Still absent in the budget approved on Tuesday is the MUHS drafting program. But UD-3 officials noted plans by the Patricia A. Hannaford Career Center (PHCC) to absorb that program, and its full-time teaching position, within its curriculum next year.
“(PHCC Director Lynn Coale) said he intends to incorporate that program in his budget without increasing his budget,” MUHS Principal Bill Lawson said. “He’s identified savings that will allow him to do that.”
“It’s absolutely important,” UD-3 board Chairman Tom Beyer said, of the drafting program.
“It’s wonderful when we have a win-win situation,” he added, of the prospect of the PHCC taking over the program.
Sease had asked MUMS and MUHS to adhere to a spending limit of 123 percent of the state average per-pupil expenditure, or $12,300 per student. That tighter guideline was intended to give more of a budget cushion for each of the seven elementary schools within the ACSU.
With Tuesday’s adjustments, the UD-3 budget voters will field on Town Meeting Day will be $100,917 below the 123-percent cap that Sease had originally recommended.
Under Act 68, school districts face a financial penalty if their expenditures are more than 125 percent of the state average per-pupil expenditure, a threshold that had been estimated at $12,500 for next year.
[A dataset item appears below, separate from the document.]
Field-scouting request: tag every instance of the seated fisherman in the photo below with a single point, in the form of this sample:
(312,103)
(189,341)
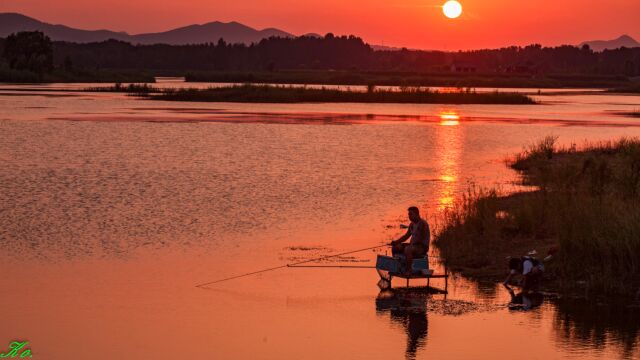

Tuesday’s UD-3 budget debate drew few spectators. But the board did hear from Shoreham School Board Chairwoman Elizabeth Christensen, who questioned what she said has been a pattern of substantial increases in the MUHS athletics budget during the past five fiscal years. She noted the athletics budget has gone from $279,824 in fiscal year 2003, to a proposed $420,506 in fiscal year 2008.
“That’s an increase of about 50 percent over the space of five years,” said Christensen. “Those types of increases … are not sustainable, in this climate.”
Lawson countered that he has pitched cuts in athletics during the past five years, but those proposals have met swift opposition from parents, booster groups and some board members.